Noel Ashby and Cara Walz

June 11 – July 3, 1999

Noel Ashby, installation view1

Noel Ashby, installation view2

"swim" was an exhibit of new paintings and etchings by Noël Ashby.

Non - heroic historical paintings could describe Ms. Ashby's work. During her days she constantly found and brought to her studio interesting objects and thoughts from the detritus of other people's everyday life. Likewise, she brought memories of fragments of people's conversations and reactions. Laying out these items and thought randomly, she arranged and rearranged until an idea that had personal meaning emerged. Painting is how she kept history. "At any given moment, we make choices as to who we will be and what we will have define us. These decisions, based upon societal standards as well as personal experiences, direct how one moves through life."

Ms. Ashby's abstract paintings are strong in both color and composition. Bold shapes are supported by rich and unusual color choices. The paint surface is thick and has been worked and reworked. Fine scratchy markings go through many layers offering a counterpoint to the heavily applied paint.

Noël Ashby grew up and was educated in Kansas City and at the time lived in Chicago, Illinois. She has exhibited extensively in Kansas City and Chicago. A graduate of the Kansas City Art Institute she has also studied art at Victorian College of the Arts, Melbourne, Australia and had done graduate work at Indiana University, Bloomington, Indiana.


"Siren" was an installation and video by Cara Walz.

The installation consisted of several jewel-like light boxes showing stills of celebrity T.V. actresses in poses of extreme emotion. Ms. Walz chose one frame in a performance. The effect was very unsettling - "I freeze moments of their performances. These moments were never meant to function as static images, and because of that, they become entangled in questions about banality, popular culture, and sexual stereotypes." These images also recall historic and religious iconography and present interesting questions about the depth of impressions left by popular culture versus "high culture."

The light boxes were accompanied by a video with a singular image and sound. It acted as a central director controlling the grouping and beckoning the viewer.

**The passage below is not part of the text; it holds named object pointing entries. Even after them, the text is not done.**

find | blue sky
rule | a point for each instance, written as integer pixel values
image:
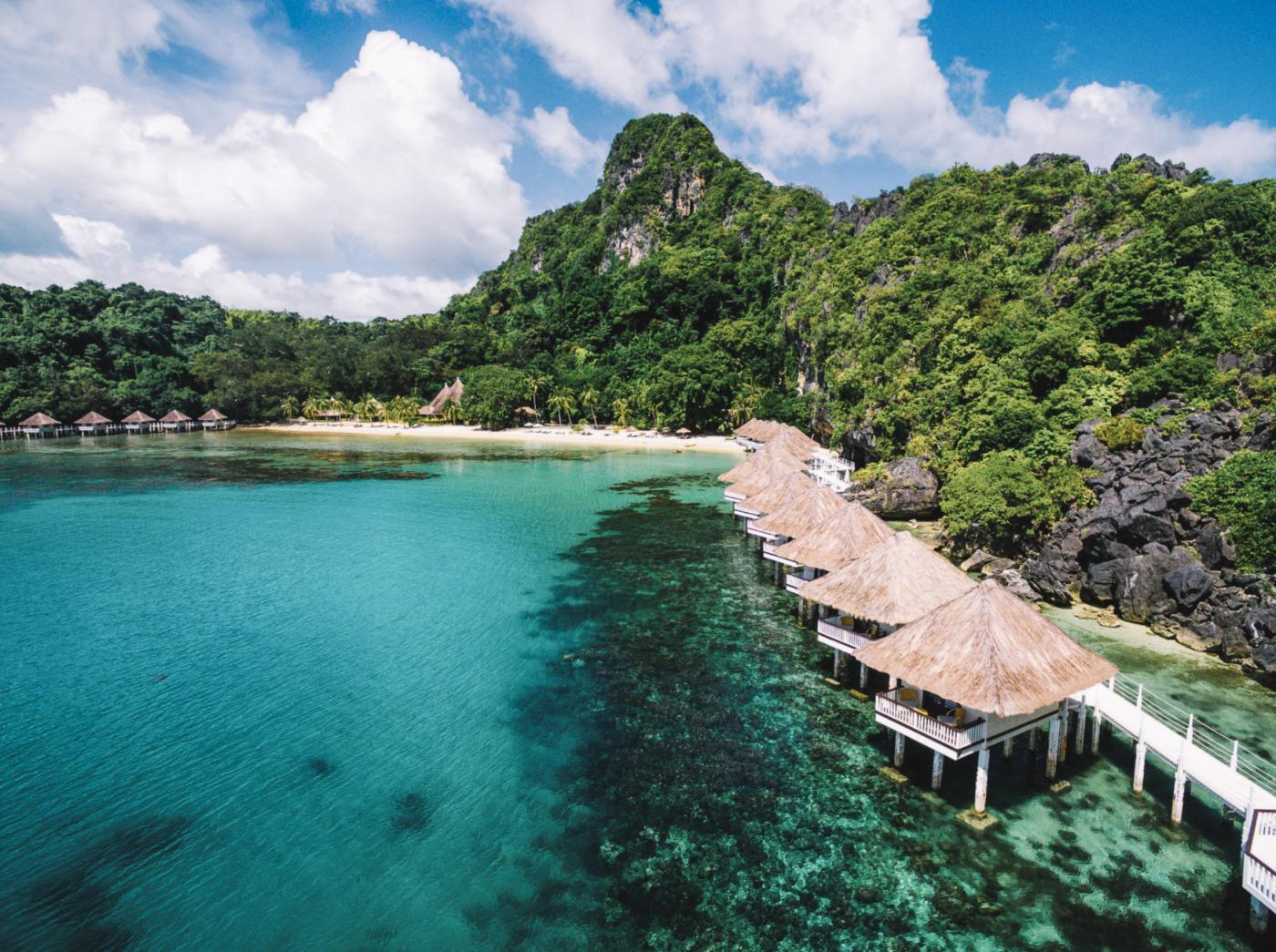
(364, 157)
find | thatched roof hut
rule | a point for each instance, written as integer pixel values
(767, 455)
(776, 494)
(763, 472)
(801, 515)
(895, 582)
(992, 651)
(845, 535)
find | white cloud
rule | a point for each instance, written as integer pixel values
(827, 79)
(561, 142)
(395, 161)
(101, 251)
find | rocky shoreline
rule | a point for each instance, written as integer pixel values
(1144, 553)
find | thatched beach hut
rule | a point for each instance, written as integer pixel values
(137, 421)
(38, 425)
(979, 670)
(216, 420)
(175, 420)
(845, 535)
(892, 583)
(92, 424)
(777, 493)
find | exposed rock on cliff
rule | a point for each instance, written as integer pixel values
(1142, 550)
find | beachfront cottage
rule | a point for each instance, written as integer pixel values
(775, 494)
(216, 420)
(976, 671)
(455, 392)
(828, 545)
(38, 425)
(175, 421)
(92, 424)
(137, 421)
(892, 583)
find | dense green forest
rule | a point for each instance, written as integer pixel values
(973, 317)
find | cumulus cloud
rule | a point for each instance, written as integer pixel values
(395, 161)
(561, 142)
(101, 251)
(826, 79)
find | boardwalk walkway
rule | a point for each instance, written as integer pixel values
(1241, 779)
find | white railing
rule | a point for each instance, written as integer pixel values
(1248, 764)
(910, 717)
(835, 630)
(1259, 877)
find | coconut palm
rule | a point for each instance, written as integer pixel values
(590, 402)
(535, 384)
(561, 402)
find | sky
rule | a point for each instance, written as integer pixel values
(372, 157)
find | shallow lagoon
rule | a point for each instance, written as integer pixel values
(344, 693)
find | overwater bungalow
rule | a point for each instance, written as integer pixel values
(38, 425)
(895, 582)
(976, 671)
(216, 420)
(797, 517)
(455, 392)
(175, 421)
(92, 424)
(137, 421)
(829, 545)
(777, 493)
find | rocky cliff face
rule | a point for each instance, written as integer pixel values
(1144, 551)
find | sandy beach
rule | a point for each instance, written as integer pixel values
(542, 435)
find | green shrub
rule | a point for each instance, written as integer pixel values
(1120, 433)
(1241, 496)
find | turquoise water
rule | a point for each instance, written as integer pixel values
(313, 691)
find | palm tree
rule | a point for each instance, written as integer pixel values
(590, 401)
(535, 384)
(561, 402)
(452, 411)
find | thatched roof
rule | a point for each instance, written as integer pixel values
(845, 535)
(803, 513)
(989, 650)
(763, 472)
(778, 493)
(895, 582)
(767, 455)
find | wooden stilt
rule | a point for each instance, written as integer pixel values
(1259, 916)
(982, 783)
(1180, 793)
(1052, 752)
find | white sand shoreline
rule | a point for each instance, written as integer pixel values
(541, 436)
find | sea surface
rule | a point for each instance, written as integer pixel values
(270, 691)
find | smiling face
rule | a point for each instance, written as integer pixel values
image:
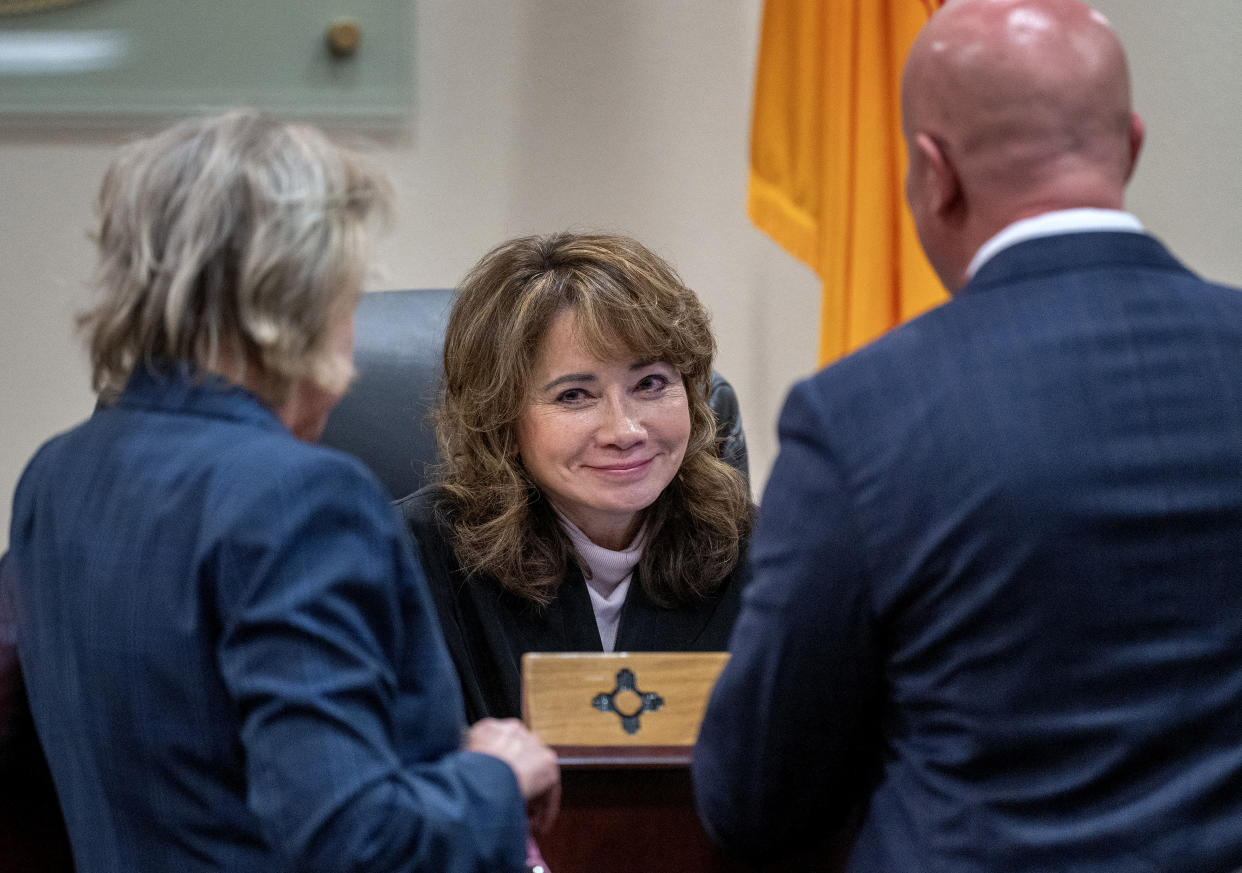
(601, 438)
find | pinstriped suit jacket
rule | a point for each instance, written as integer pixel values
(997, 595)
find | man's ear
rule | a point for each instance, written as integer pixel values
(943, 184)
(1137, 133)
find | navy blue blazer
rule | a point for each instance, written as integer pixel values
(997, 597)
(231, 660)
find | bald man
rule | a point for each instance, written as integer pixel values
(996, 617)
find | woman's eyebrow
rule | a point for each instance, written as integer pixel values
(570, 378)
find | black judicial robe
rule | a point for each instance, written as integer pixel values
(487, 628)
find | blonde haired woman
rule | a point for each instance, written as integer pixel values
(231, 658)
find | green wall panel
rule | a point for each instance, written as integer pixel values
(127, 57)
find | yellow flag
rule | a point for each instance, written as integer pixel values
(827, 159)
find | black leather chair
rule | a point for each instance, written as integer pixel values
(385, 419)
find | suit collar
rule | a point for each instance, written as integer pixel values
(1071, 252)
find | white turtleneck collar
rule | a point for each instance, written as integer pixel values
(607, 576)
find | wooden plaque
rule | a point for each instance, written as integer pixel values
(617, 699)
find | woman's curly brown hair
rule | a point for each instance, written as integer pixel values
(624, 296)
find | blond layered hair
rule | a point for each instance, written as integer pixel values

Cara Walz grew up and at the time lived in Kansas City. She had exhibited extensively in the midwest, nationally and in Europe. She received a BFA in painting from the University of Kansas, Lawrence and an MFA in performance art from the School of the Art Institute of Chicago, Chicago, Illinois. She was an art instructor at Johnson County Community College, Overland Park, Kansas and wrote about art locally.